Esta proteína apresenta duas cadeias polipeptídicas, com 21 aminoácidos na cadeia A e 30 na cadeia B, unidas por ligações dissulfeto o que confere uma maior estabilidade e um correcto enrolamento. Começa a ser produzida na forma de pré-pro-insulina que, por acção da peptidase é sinalizada para formar a pro-insulina. Dá-se uma clivagem proteolítica do péptido C formando a insulina bioactiva de duas cadeias, sendo armazenada em grânulos secretores para posterior secreção da insulina (activa).
Tem como função primordial a regulação dos níveis de glicemia no sangue, face a situações de hiperglicemia. Deste modo, a glicose funciona como um sinal bioquímico que desencadeia a sua secreção. Assim, quando são absorvidos alimentos que contêm hidratos de carbono é metabolizada a glucose em ATP e este, por sua vez, desencadeia a secreção de insulina. Interacções proteína-proteína e fosforilações são utilizadas para transmitir o sinal. No tecido adiposo e no músculo, a ligação da insulina a receptores da membrana desencadeia o deslocamento de vesículas ricas em GLUT4 que se fundem com a membrana, aumentando a captação celular, sendo um transporte dependente de insulina.
Por outro lado, no fígado, a insulina ativa a enzima glicoquinase, que é responsável pela conversão de glicose em glicose-6-fosfato; garante uma concentração intracelular de glicose menor do que a concentração extracelular e, por conseguinte, um gradiente de concentração de glicose favorável à sua entrada nessas células, através do transportador GLUT-2, sendo fosforilada pela fosfoquinase antes de ser metabolizada pela glicólise, ciclo de krebs e pela cadeia respiratória para produzir ATP. Desta forma, após a ingestão de alimentos, a glucose é absorvida nos intestinos e é lançada na corrente sanguínea, fazendo com que as concentrações no sangue se elevem, levando a uma hiperglicemia transitória. O pâncreas liberta insulina no sentido de fazer baixar as suas concentrações, permitindo o consumo de glucose pelas células bem como estimular o armazenamento de glucose no fígado, sob forma de glicogénio; o fígado e o músculo metabolizam a glucose em triacilgliceróis, transportados como VLDL para serem armazenados no tecido adiposo, reservas úteis em situações de jejum. A transmissão do sinal cessa, terminada a refeição, por desfosforilação do receptor de insulina pela proteína-tirosina fosfatase.

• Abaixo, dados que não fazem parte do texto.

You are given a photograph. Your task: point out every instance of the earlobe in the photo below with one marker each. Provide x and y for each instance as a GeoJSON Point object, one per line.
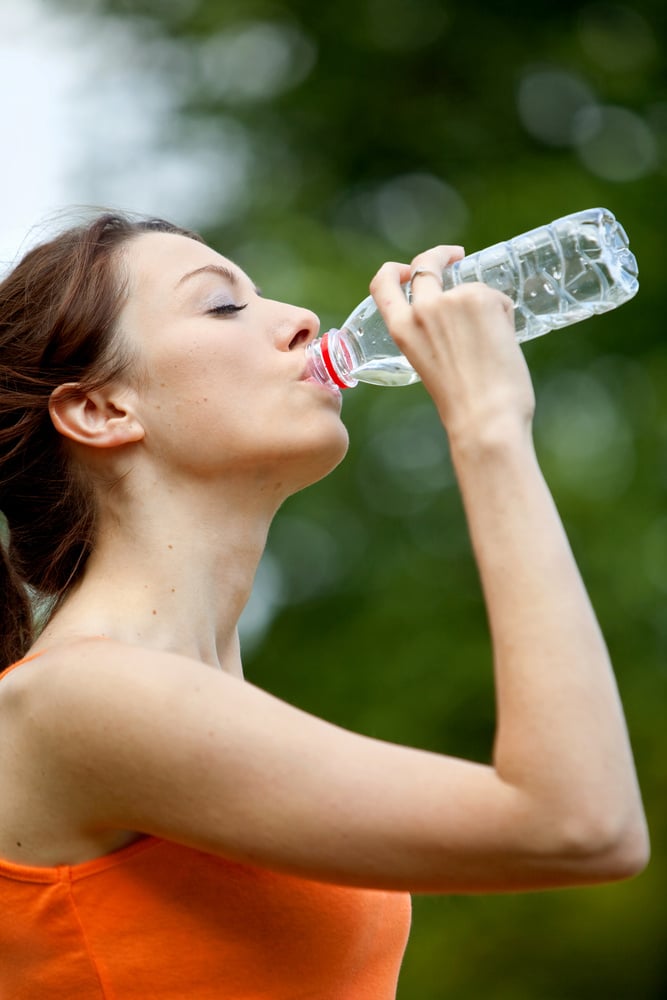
{"type": "Point", "coordinates": [98, 419]}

Em síntese, a Insulina estimula a glicogênese, a síntese de ácidos gordos e a glicólise e inibe vias antagónicas: glicogenólise, a degradação de ácidos gordos e gluconeogénese hepática. Estimula também a síntese proteica. Tem acção sobre enzimas inerentes bem como efeitos na transcrição de genes. Atua, também em receptores específicos no hipotálamo para inibir o acto de comer, regulando assim a alimentação e a conservação de energia.
Os erros inatos do metabolismo das células beta podem produzir uma produção excessiva ou defeciente de insulina por mutações de genes (GCK), alteração do Kir 6.2 ou factores de transcrição da síntese de insulin,respectivamente. O aumento da glucose leva ao aumento da pressão osmótica, glicação de proteínas e a formação de espécies reactivas de oxigénio (EROS).
A Diabetes é a doença metabólica caracterizada pelo aumento de acúcar no sangue: Pode ser do Tipo I - na qual o organismo deixa de produzir insulina pela destruição das células B do pâncreas. É importante averiguar sintomas de polidipsdia, respiração com aroma frutado, níveis de glucose no sangue bem como em casos mais severos de cetonas; realizar exame de random, teste amilase no sangue para função pancreática, entre outros. As terapêuticas essenciais centram-se em insulinoterapia, reposição de líquidos, substituição de eletrólitos e alimentação cuidada. Por sua vez, no Tipo II, as células não produzem insulina suficiente para baixar a concentração de gucose ou existe uma condição de resistência à insulina. Adipócitos, miócitos e hepatócitos não respondem correctamente. Apresenta sintomas semelhantes ao tipo I porém mais graduais. É necessário realizar teste à glicemia em jejum e para níveis anormais prosseguir à investigação para curva glicémica; hemoglobina glicada, controlar consumo de álcool, etc.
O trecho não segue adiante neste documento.